Genetically, all strains were positive for the mecA gene conferring resistance to methicillin (and all penicillins and cephalosporins except ceftaroline), with 84% positive for the blaZ gene conferring resistance to β-lactams (in particular ampicillin, amoxicillin, and amoxiclavulanate). The aacA-aphD gene (aminoglycoside resistance) was amplified in 78% of the bacteria, while the tetM and tetK genes were present in 5 and 7 strains, respectively.
All the strains were full-length sequenced using a third-generation sequencing machine [22]. The Multi-locus Sequence Typing (MLST) analysis was done using an online tool (https://pubmlst.org/organisms/staphylococcus-pseudintermedius/), and three different sequence types (STs) were found; ST71 was the most prevalent (11/15; 73%) followed by ST258 (3/15; 20%) and ST301 (1/15; 7%). Figure 2 represents the UPGMA cluster derived from the pangenome analysis with an online tool (http://pgaweb.vlcc.cn/). The black box includes the SP strains of ST71, which share the staphylococcal chromosome cassette (SCC)mec type II-III.

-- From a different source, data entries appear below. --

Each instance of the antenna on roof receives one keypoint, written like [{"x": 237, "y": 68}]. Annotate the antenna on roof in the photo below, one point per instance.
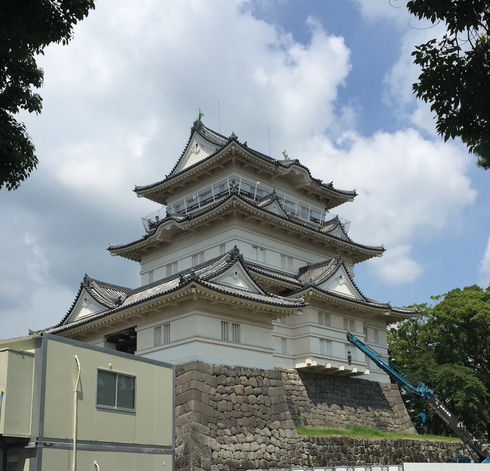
[
  {"x": 269, "y": 128},
  {"x": 219, "y": 119}
]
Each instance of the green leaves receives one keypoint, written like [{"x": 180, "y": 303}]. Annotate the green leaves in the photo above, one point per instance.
[
  {"x": 448, "y": 347},
  {"x": 26, "y": 28},
  {"x": 455, "y": 76}
]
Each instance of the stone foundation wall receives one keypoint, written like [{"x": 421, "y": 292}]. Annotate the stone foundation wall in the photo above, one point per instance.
[
  {"x": 335, "y": 401},
  {"x": 240, "y": 418}
]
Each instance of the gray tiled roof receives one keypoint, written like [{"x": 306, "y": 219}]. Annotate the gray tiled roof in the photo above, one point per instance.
[
  {"x": 221, "y": 142},
  {"x": 190, "y": 217},
  {"x": 122, "y": 299}
]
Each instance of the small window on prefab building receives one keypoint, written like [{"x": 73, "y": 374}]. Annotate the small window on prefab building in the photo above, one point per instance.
[
  {"x": 115, "y": 390},
  {"x": 123, "y": 341}
]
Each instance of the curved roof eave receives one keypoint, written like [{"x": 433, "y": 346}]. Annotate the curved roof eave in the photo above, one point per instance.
[
  {"x": 393, "y": 313},
  {"x": 264, "y": 302},
  {"x": 224, "y": 143}
]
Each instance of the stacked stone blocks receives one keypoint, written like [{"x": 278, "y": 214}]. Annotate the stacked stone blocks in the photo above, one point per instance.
[{"x": 242, "y": 418}]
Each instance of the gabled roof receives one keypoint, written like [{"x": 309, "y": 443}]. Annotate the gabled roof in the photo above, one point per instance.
[
  {"x": 95, "y": 296},
  {"x": 167, "y": 228},
  {"x": 213, "y": 146},
  {"x": 331, "y": 280},
  {"x": 227, "y": 275}
]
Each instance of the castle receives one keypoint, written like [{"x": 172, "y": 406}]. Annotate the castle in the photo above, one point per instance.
[{"x": 243, "y": 264}]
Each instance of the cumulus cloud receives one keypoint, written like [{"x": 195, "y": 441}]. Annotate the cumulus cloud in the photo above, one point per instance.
[
  {"x": 485, "y": 267},
  {"x": 118, "y": 104},
  {"x": 408, "y": 189}
]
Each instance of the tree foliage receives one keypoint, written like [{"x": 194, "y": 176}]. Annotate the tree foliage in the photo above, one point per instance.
[
  {"x": 26, "y": 28},
  {"x": 455, "y": 76},
  {"x": 448, "y": 347}
]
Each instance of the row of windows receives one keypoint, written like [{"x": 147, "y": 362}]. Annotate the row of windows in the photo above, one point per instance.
[
  {"x": 228, "y": 335},
  {"x": 162, "y": 334},
  {"x": 230, "y": 332},
  {"x": 250, "y": 189},
  {"x": 258, "y": 254},
  {"x": 325, "y": 349}
]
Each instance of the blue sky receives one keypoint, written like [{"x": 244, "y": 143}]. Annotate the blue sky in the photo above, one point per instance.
[{"x": 331, "y": 80}]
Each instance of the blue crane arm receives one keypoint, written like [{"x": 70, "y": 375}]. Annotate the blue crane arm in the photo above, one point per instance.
[
  {"x": 404, "y": 379},
  {"x": 415, "y": 387}
]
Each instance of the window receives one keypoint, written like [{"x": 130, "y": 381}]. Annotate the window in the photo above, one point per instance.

3.2. Characterization of antimicrobial molecules

3.2.1. AgNPs

AgNPs were obtained by chemical synthesis from silver nitrate (as Ag+ donor) and TSC as reducing and stabilizing agent. The first macroscopic characterization indicative of the reduction of Ag+ to Ag0 was the observation (over time) of the solution colour change, which progressively turned from transparent to dark brown. Once the synthesis was completed, ultraviolet/visible spectroscopy (UV-Vis spectroscopy) confirmed the presence of metal nanoparticles. This technique makes it possible to derive qualitative-quantitative information by exploiting the ability of different substances to absorb a given wavelength, which in the case of AgNPs is 440 nm (Figure 3A).
During the synthesis, the pH of the reaction was not controlled, consequently, the morphology of the particles (Figure 3B) was not homogeneous but had different symmetries; triangular, pentagonal, hexagonal, filiform, spherical and cubic.
The size analysis was performed with ImageJ software, which allowed the area of NPs with spherical symmetry to be derived (for the other symmetries, although it was possible to determine the area, the volume could not be calculated). The synthesized AgNPs had a size of 15±2.7 nm. A factor affecting their antibacterial capacity is the surface area/volume ratio (S/V), which links with the contact surface area between the particles and the pathogen. In this work, the S/V ratio was 0.56±0.09 nm2/nm3 (Figure S1).

3.2.2. EOs

The constituents of the four EOs are reported in Table 1, which are listed in ascending order of their linear retention indices (LRIs) on the apolar column. A total of 124 compounds belonging to different chemical classes have been identified. Of these, 35 were detected in AR, representing 96.68% of EO, 75 in AB (98.09%), 77 in GI (91.75%) and 57 in RO (98.65%). In all EOs, the monoterpenic fraction (40.55%, 39.68%, 39.56% and 60.17%, respectively) prevailed over the sesquiterpenic fraction (6.96%, 23.54%, 30.64% and 17.73%). Oxygenated monoterpenes were more abundant than monoterpene hydrocarbons in AR (22:1), lower in AB (1:2) and GI (1:1.2), in similar percentages in RO (1:1). In detail, cis- or trans-p-menth-2-en-1-ol characterized AR and AB (36.14% and 6.1%, respectively), GI (5.96%) together with 1,6-octadien-3-ol, 3,7-dimethyl- (6.12%), RO (7.22%) together with cis--terpineol (8.1%). Among the sesquiterpenoids, oxigenated sesquiterpenes were the main components in AR, AB and GI (6.62%, 12.57% and 21.98%) with -sinensal (1.91%), -santalene (3.71%) and guaiol (3.98%) as the major compounds, respectively. The sesquiterpene hydrocarbons predominated in RO (12.41%) and (+)-sativene was the most abundant (5.71%). Diterpenoids were present in very low percentages (0.55% to 3.58%) in three of the four samples, absent in RO.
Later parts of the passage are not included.